A definição de doping tem sofrido constantes alterações, tornando-se mais simples, moderna e também abrangente ao longo do tempo.

Buscando em dicionários da língua portuguesa a palavra doping pude encontrar definições como “aplicação ilegal de estimulantes que aumentam a resistência e o desempenho muscular de atletas em competições esportivas5 e “aplicação ilegal de estimulante em um cavalo para lhe aumentar o rendimento. Emprego irregular de excitantes para melhorar o desempenho de um atleta”6.

Diante de tais definições, que diga-se não são técnico-desportivas, os termos ‘ilegal’, ‘competições esportivas’ e ‘melhorar o desempenho de um atleta’ nos indicam que o doping, em sua própria natureza, esta ligado intrinsecamente à pratica esportiva regular.

Não se sabe ao certo a etimologia da palavra doping e suas derivações, havendo alguns diferentes posicionamentos quanto à sua origem. Passo a citar algumas possibilidades, encontradas em artigos científicos de obras consultadas em pesquisa.

Inicialmente cito os argumentos de Ana Teresa Guazzelli Beltrami:

A origem do termo doping ainda é duvidosa. Existem relatos de sua utilização primordial na construção dos canais holandeses com a expressão “onder dopen”, que significa “submergir”; por outro lado, há quem sustente que sua origem está na expressão inglesa “to dope”, com o significado de “lubrificante”, utilizado para melhorar o desempenho dos cavalos de corridas.

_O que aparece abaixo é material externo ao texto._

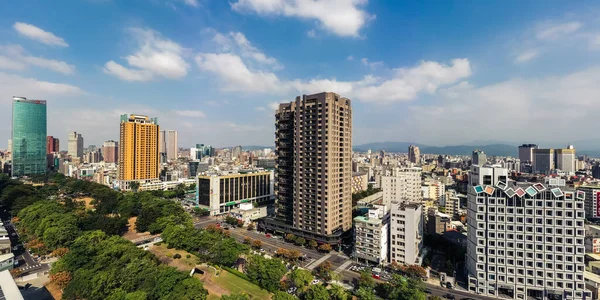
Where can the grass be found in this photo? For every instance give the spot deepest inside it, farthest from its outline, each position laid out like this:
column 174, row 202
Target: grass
column 235, row 284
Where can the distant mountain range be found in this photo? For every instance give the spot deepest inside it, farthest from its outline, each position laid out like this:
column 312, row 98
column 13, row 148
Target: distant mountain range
column 494, row 148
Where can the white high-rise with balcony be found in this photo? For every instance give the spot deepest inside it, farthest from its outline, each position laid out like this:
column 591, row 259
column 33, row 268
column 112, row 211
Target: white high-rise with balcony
column 526, row 240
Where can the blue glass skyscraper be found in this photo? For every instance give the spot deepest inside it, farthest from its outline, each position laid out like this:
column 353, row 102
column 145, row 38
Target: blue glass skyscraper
column 28, row 137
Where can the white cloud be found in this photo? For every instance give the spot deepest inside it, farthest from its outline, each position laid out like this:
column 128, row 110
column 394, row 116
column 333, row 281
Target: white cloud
column 14, row 85
column 236, row 42
column 341, row 17
column 372, row 65
column 156, row 57
column 193, row 3
column 505, row 109
column 554, row 31
column 404, row 85
column 190, row 113
column 235, row 75
column 527, row 55
column 38, row 34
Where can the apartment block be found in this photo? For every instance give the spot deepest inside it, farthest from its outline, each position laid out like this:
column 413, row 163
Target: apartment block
column 222, row 193
column 404, row 185
column 138, row 150
column 406, row 233
column 313, row 177
column 371, row 234
column 526, row 240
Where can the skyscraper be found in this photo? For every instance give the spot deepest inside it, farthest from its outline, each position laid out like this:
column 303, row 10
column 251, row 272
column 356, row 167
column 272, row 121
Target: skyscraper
column 75, row 144
column 138, row 150
column 52, row 145
column 479, row 158
column 565, row 159
column 172, row 145
column 28, row 137
column 414, row 154
column 543, row 161
column 110, row 151
column 313, row 141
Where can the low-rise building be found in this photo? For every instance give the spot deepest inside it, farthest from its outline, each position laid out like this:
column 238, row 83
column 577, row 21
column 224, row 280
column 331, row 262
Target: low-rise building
column 406, row 233
column 220, row 193
column 371, row 235
column 248, row 213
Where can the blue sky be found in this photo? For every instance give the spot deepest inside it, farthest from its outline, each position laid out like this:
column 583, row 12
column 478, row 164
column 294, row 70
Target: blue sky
column 432, row 72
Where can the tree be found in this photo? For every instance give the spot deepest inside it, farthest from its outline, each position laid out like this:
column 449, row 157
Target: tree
column 264, row 272
column 300, row 278
column 325, row 248
column 256, row 244
column 61, row 279
column 317, row 292
column 366, row 281
column 279, row 295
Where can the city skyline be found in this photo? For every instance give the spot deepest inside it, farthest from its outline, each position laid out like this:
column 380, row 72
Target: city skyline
column 401, row 71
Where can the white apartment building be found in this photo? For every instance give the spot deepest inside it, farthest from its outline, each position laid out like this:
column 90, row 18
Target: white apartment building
column 371, row 235
column 404, row 185
column 525, row 241
column 406, row 233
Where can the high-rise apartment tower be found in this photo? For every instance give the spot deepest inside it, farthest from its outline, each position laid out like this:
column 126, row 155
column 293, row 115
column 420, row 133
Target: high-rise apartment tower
column 313, row 140
column 28, row 137
column 138, row 150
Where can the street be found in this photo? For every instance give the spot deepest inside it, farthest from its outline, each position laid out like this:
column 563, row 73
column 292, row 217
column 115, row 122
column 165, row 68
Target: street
column 340, row 263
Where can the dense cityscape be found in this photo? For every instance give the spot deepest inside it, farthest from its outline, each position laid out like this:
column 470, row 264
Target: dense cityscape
column 123, row 201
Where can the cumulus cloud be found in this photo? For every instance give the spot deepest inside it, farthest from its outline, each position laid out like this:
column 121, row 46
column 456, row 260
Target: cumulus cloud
column 236, row 42
column 505, row 109
column 157, row 56
column 403, row 85
column 527, row 55
column 341, row 17
column 554, row 31
column 190, row 113
column 38, row 34
column 15, row 58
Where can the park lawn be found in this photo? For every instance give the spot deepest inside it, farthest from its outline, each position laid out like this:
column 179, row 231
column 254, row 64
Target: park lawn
column 183, row 264
column 232, row 284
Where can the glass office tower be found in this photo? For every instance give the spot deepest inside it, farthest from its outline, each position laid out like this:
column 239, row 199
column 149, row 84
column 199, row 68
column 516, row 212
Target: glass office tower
column 28, row 137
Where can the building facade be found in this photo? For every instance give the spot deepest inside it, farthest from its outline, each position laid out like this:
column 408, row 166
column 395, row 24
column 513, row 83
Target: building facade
column 414, row 154
column 172, row 145
column 75, row 147
column 138, row 150
column 403, row 186
column 406, row 233
column 313, row 142
column 525, row 241
column 371, row 234
column 28, row 137
column 222, row 193
column 110, row 152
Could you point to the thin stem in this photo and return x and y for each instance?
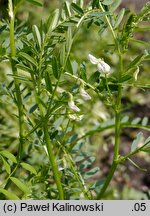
(117, 110)
(17, 87)
(107, 181)
(17, 90)
(53, 162)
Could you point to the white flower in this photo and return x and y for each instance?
(101, 65)
(72, 105)
(84, 94)
(75, 117)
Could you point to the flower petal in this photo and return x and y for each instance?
(103, 67)
(84, 94)
(72, 105)
(93, 59)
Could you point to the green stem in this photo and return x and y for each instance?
(53, 162)
(18, 91)
(107, 181)
(117, 116)
(17, 87)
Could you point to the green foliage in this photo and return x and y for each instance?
(48, 124)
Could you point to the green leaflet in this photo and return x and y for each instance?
(9, 195)
(77, 9)
(20, 185)
(6, 166)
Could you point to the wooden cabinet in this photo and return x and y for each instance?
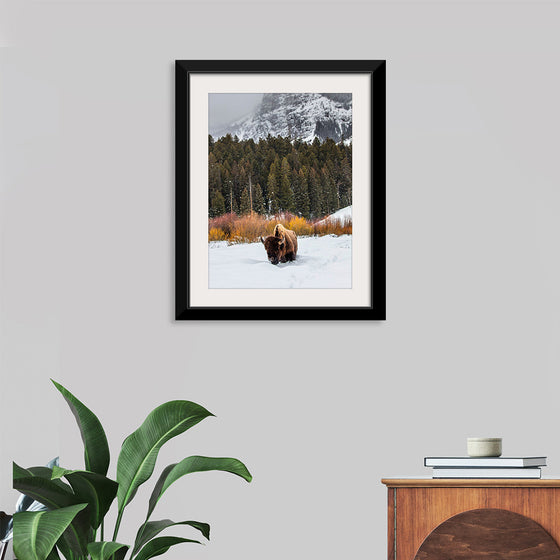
(473, 519)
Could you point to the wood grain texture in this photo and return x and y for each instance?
(494, 534)
(391, 524)
(419, 510)
(470, 483)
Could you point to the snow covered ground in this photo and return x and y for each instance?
(322, 262)
(340, 215)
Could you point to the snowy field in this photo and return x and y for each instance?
(322, 262)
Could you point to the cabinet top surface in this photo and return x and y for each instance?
(470, 482)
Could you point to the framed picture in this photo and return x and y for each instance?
(280, 190)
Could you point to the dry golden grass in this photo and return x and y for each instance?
(249, 228)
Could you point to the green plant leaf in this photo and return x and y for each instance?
(53, 555)
(5, 524)
(196, 463)
(44, 490)
(95, 489)
(55, 494)
(160, 545)
(140, 449)
(105, 550)
(96, 448)
(148, 531)
(36, 533)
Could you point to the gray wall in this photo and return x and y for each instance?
(470, 346)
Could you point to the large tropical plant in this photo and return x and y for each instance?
(77, 501)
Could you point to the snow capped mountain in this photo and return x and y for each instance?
(300, 116)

Foi também usada como gíria dos jóqueis franceses, com o significado de “estimulação ilícita dos cavalos”, e, por fim, oficialmente reconhecida pela Comissão Médica do Comitê Olímpico Internacional como originária de um dialeto falado no sudoeste africano. Assim, sua origem está na expressão “dop”, que significa “água da vida” e é um estimulante utilizado em cerimônias religiosas. A partir de então, o termo começou a ser usado para designar o ato de ministrar ou utilizar estimulantes em qualquer competição desportiva.7

Para Milena Queico Ishibashi Morishin, além dessas alegadas citações, ainda existe uma teoria sobre a origem do termo doping como advinda da “língua fran-cesa, da palavra duper, que significava trapaça, pequena fraude e confusão”.8

Da leitura da obra do advogado porto-riquenho Fernando Olivero Barreto9 tem-se quase todas as possibilidades dadas acima e ainda mais uma: ele acresce que “la utilización de la substancia dihidrofenilamina (DOPA), precursor de la dopamina, fue uno de los primeiros fármacos usados para mejorar el rendimento atlético. Para algunos autores, este es precisamente el origen de la palavra Dopaje. (...) Lo que se resulta innegable es que su derivación está vinculada precisamente al uso de substancias dirigidas a lograr esse estado físico o mental que pueda superar las limitaciones naturales del ser humano”.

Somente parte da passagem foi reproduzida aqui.